Not surprisingly, the growth of the 1040 has matched the growth in the size
and power of government. In its first year, the income tax raised about $10
billion (in today’s dollars) and now raises more than $1.3 trillion
annually. Interest groups lobby for exemptions, deductions and credits —
part of a lobbying industry that benefits politicians and “the organized”
at the expense of the general public.
It turns out that federal “payroll” (FICA) taxes on income impose a larger
burden on most workers since those taxes are applied to every dollar earned
(no deductions, exemptions or credits). Amazingly, those in working-poor
households at the poverty line pay no “income taxes” but lose $3,000 to
payroll-FICA taxes each year.
Part of FICA’s burden is hidden because it looks like employers pay half of
it for their employees. And its burden is more subtle since it is simply
withheld from our paychecks.

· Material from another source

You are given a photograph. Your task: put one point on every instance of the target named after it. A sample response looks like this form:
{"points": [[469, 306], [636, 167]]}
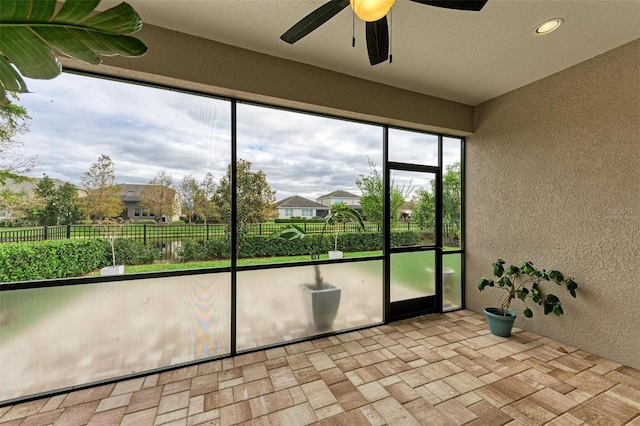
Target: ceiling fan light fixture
{"points": [[548, 26], [371, 10]]}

In this way, the 1040 is far worse. It’s rough
enough to have the government take so much money from the half of the
population who pay “income taxes.” On top of that, though, Americans spend
more than a billion dollars and more than six billion hours on filing their
1040’s. If they’re going to take our money, can’t they do it more
efficiently?
In the recent minimum-wage debate, one of the more reasonable arguments was
that the policy hasn’t changed recently. If states or the federal government
are going to insist on having a minimum wage, it should be updated
regularly. Or better yet, it should be adjusted annually (“indexed”) to
deal with the effects of inflation.
One could easily make the same argument about income taxes. We haven’t had
substantive federal income-tax reforms since the 1980s under President
Reagan and a bi-partisan Congress. The number of tax brackets was reduced
from 16 to two; marginal tax rates were reduced for everyone; and the tax
code was finally “indexed” for the effects of inflation. Since then, many
of their improvements have been reversed: top marginal tax rates have
increased (to nearly 40 percent); the number of tax brackets has creeped
back up to seven; and the tax code has become more complex.
A “flat tax” on income could replace current income taxes and the flat FICA
tax with a single marginal tax rate on all income earned above the poverty
line (with the possible exception of charitable contributions). It could
raise the same amount of money with far less cronyism, inequity and
inefficiency.
Unfortunately, few of our current national political leaders seemingly have
the courage for anything so bold. But talk of hope and change can rise
again. As we enter electoral cycles in 2014 and 2016, perhaps the public will
make it a priority to insist on more efficiency and equity in our federal
income tax code.
Eric Schansberg,
Ph.D., an adjunct scholar of the Indiana Policy Review Foundation, is a
professor of economics at Indiana University Southeast.